Différences maille et toile
Sans que cet article ne devienne un cours de couture, rappelons tout de même la différence entre cette veste et une veste de costume classique:
– une étoffe tissée en chaîne et trame est composée de plusieurs fils horizontaux et verticaux qui vont se croiser
– une maille quant à lui est tricotée à partir d’un seul fil qu’on utilise tout au long du travail (sauf s’il faut changer de bobine)
Résultat: une maille est beaucoup plus élastique et donc plus confortable qu’une toile.
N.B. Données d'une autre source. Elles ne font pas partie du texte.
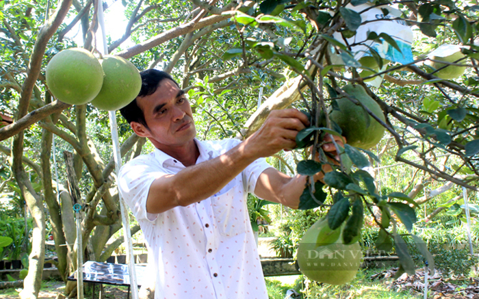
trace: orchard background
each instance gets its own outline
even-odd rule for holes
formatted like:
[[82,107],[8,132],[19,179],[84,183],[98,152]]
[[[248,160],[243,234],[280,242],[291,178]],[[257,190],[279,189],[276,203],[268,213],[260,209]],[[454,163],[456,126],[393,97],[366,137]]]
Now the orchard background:
[[[66,277],[77,268],[78,252],[62,246],[74,244],[76,237],[67,170],[76,177],[77,194],[84,204],[81,254],[104,261],[122,242],[107,113],[89,104],[56,101],[45,83],[47,64],[62,49],[80,47],[98,55],[96,3],[0,1],[0,196],[5,211],[0,219],[25,220],[24,241],[14,247],[28,265],[22,298],[38,296],[50,235],[57,257],[51,261],[66,284],[65,293],[74,296],[76,285]],[[107,13],[119,4],[105,1],[103,9]],[[476,1],[122,0],[121,5],[121,14],[107,14],[107,27],[108,18],[127,22],[120,38],[107,36],[109,53],[128,59],[140,70],[170,73],[189,96],[199,139],[247,137],[271,109],[293,105],[312,116],[312,127],[302,136],[323,157],[320,134],[339,133],[324,112],[334,109],[341,97],[357,103],[341,87],[361,85],[380,105],[386,120],[381,122],[386,131],[381,142],[368,151],[346,146],[326,185],[305,190],[307,211],[252,205],[253,225],[265,218],[290,220],[284,233],[293,255],[309,226],[327,216],[336,227],[346,222],[350,239],[396,252],[399,272],[411,273],[422,266],[417,261],[414,265],[413,248],[431,264],[427,248],[452,242],[446,239],[451,233],[443,233],[448,229],[463,229],[463,187],[471,211],[479,212],[474,205],[479,177]],[[370,42],[404,52],[388,34],[367,32],[364,40],[340,42],[371,23],[360,13],[372,8],[354,8],[363,5],[398,10],[398,16],[386,9],[382,12],[391,22],[411,27],[410,63],[383,60],[371,47],[358,53],[357,46]],[[454,79],[436,77],[439,72],[430,66],[435,60],[428,55],[443,44],[459,46],[463,54],[449,63],[465,69]],[[378,67],[361,64],[363,55]],[[376,87],[365,81],[378,77],[382,79]],[[132,134],[117,116],[123,161],[151,151],[151,144]],[[73,154],[70,168],[64,151]],[[289,173],[306,174],[329,163],[324,157],[312,164],[310,155],[303,150],[280,153],[270,161]],[[361,205],[361,213],[350,211],[354,205]],[[357,229],[351,229],[353,224]],[[133,234],[138,231],[138,225],[131,227]],[[416,246],[408,250],[408,242]],[[9,248],[0,257],[8,258],[14,247]]]

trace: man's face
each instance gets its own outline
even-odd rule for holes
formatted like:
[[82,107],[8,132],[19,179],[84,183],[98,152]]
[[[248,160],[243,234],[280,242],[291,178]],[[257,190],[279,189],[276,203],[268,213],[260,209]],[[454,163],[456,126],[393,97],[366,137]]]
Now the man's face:
[[190,103],[172,81],[164,79],[155,93],[136,101],[148,127],[143,137],[157,148],[182,146],[196,135]]

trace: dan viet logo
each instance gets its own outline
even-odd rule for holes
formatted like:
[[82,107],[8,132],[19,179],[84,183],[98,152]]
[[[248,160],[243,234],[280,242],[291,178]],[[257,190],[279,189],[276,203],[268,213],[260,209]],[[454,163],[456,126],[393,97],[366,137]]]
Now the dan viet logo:
[[361,250],[307,250],[307,267],[354,267],[358,265],[357,258],[361,256]]

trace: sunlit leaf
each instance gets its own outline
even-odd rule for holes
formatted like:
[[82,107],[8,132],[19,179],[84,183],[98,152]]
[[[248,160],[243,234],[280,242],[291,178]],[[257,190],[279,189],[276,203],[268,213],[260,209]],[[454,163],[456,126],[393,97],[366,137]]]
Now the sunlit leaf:
[[348,217],[349,211],[349,200],[344,197],[335,203],[328,212],[328,225],[331,229],[341,226]]

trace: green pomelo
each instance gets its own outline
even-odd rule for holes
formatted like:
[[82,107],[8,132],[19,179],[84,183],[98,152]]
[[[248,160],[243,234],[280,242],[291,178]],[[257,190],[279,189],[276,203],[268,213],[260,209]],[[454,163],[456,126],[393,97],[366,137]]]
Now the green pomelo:
[[[463,58],[464,54],[463,54],[460,51],[458,52],[454,53],[452,55],[450,55],[449,56],[446,57],[438,57],[438,56],[433,56],[431,57],[432,60],[439,60],[442,61],[444,62],[449,62],[449,63],[454,63],[456,62],[457,60]],[[457,62],[461,64],[465,64],[465,60],[463,60],[459,62]],[[446,66],[446,64],[442,64],[441,62],[432,62],[431,63],[431,66],[432,66],[436,70],[442,68],[443,66]],[[464,72],[465,71],[466,68],[465,66],[446,66],[445,68],[438,70],[437,72],[433,73],[435,76],[437,76],[441,79],[443,79],[445,80],[449,80],[451,79],[455,79],[457,78],[459,76],[462,76]]]
[[103,110],[118,110],[136,98],[142,88],[142,78],[131,62],[108,55],[103,57],[101,66],[105,72],[103,86],[92,105]]
[[67,104],[83,105],[101,89],[103,70],[91,53],[81,48],[63,50],[47,66],[47,84],[55,97]]
[[325,217],[303,235],[298,248],[298,264],[309,279],[341,285],[356,276],[363,252],[358,242],[342,243],[341,229],[342,226],[331,231]]
[[[380,107],[367,94],[363,86],[347,85],[343,90],[385,122]],[[340,110],[332,110],[329,117],[343,130],[346,142],[352,146],[364,149],[375,146],[383,138],[385,127],[363,109],[362,106],[355,105],[346,98],[341,98],[336,101]]]

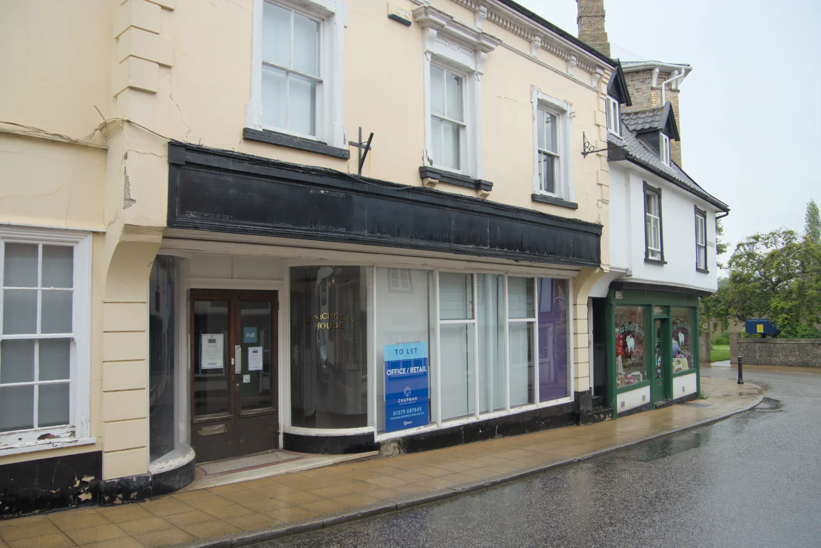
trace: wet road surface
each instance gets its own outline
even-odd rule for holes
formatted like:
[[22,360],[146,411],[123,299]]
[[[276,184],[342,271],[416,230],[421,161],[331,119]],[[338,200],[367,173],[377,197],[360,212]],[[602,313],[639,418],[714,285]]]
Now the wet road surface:
[[821,375],[745,371],[745,380],[767,398],[726,421],[255,546],[821,546]]

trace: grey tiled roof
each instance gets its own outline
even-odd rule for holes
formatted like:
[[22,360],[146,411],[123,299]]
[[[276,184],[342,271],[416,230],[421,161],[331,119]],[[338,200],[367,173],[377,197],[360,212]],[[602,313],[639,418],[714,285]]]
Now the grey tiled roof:
[[638,110],[635,113],[623,113],[621,120],[627,124],[632,131],[644,130],[663,130],[667,117],[664,116],[664,107],[655,107],[648,110]]
[[[629,114],[622,114],[622,118]],[[626,122],[622,119],[621,136],[618,137],[612,133],[608,133],[608,145],[609,146],[618,146],[626,153],[626,158],[618,157],[617,154],[611,154],[612,159],[628,159],[639,165],[648,168],[657,174],[663,177],[670,182],[681,187],[684,190],[695,194],[700,198],[715,205],[722,211],[729,211],[729,206],[718,198],[713,196],[704,189],[699,186],[697,182],[690,178],[684,171],[676,165],[676,163],[670,161],[670,165],[665,164],[658,157],[658,153],[645,145],[635,136],[635,134],[627,127]]]

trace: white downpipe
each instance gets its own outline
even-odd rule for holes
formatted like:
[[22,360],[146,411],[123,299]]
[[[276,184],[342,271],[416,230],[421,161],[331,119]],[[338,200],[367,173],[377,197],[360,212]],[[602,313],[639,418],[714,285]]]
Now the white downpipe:
[[665,80],[663,82],[662,82],[662,106],[663,107],[667,103],[667,100],[665,99],[665,96],[664,96],[664,86],[667,85],[667,84],[669,84],[670,82],[673,81],[678,80],[679,78],[684,78],[686,76],[687,76],[687,71],[686,71],[684,69],[681,69],[681,74],[677,74],[675,76],[673,76],[672,78],[671,78],[670,80]]

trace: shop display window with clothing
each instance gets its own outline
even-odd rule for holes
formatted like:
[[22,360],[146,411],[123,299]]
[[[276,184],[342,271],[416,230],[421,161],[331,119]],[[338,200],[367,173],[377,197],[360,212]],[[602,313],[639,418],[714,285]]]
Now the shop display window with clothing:
[[610,290],[608,374],[617,416],[695,398],[698,304],[695,295]]

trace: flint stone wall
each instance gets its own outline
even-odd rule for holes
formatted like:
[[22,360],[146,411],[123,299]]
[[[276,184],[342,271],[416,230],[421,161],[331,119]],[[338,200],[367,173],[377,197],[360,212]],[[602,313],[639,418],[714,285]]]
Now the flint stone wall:
[[745,365],[821,367],[821,338],[743,338],[730,334],[730,362]]

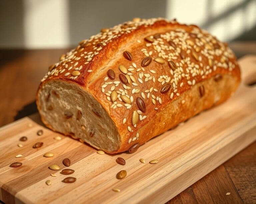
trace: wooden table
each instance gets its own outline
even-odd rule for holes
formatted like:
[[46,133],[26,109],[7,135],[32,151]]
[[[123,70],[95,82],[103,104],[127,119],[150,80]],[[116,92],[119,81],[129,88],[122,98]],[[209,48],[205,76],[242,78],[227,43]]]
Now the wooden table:
[[[249,44],[249,53],[256,52],[254,44]],[[246,44],[232,45],[239,57],[248,53]],[[67,50],[0,50],[0,126],[37,111],[35,100],[40,80],[48,65]],[[168,203],[256,203],[256,156],[254,143]]]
D’où en hiver la nette préférence pour les pulls et les cardigans par rapport par exemple à un gilet ou une veste en tweed.
En revanche, cette élasticité rend aussi la maille beaucoup plus difficile à travailler, en tout cas pour lui donner le même rendu qu’un blazer ou une veste sport tissée.
III Test de la chemise en coton Sea Island
Autant la veste en coton Maggia est une initiative louable pour s’adresser aux plus récalcitrants au style sartorial mais qui voudront tout de même s’essayer à la prestance d’un blazer ou d’une veste sport en conservant le confort d’un cardigan.
Autant la chemise en coton Sea Island est l’exact opposé et pourra satisfaire les plus pointus d’entre vous, qui recherchent une très belle chemise avec un col d’une largeur généreuse qui n’aura pas à rougir même avec vos plus beaux costumes.
Elle est déclinée en plusieurs cols: italien, anglais, rond contrastant et inversé.
Seul bémol: l’impossibilité d’avoir un col anglais ou rond contrastant sans avoir aussi les poignets mousquetaires (vu comme je suis à l’arrache le matin et que je retrousse souvent mes manches, c’est vraiment la finition que j’apprécie le moins).
Tissu Sea Island
Le vrai coton Sea Island, aussi appelé gossypium barbadense ou graine noire est cultivé dans les Caraïbes, en particulier en Jamaïque, Antigua et dans les Barbades: cette région fournit la combinaison parfaite de soleil, pluie et humidité pour un coton de la meilleure qualité possible.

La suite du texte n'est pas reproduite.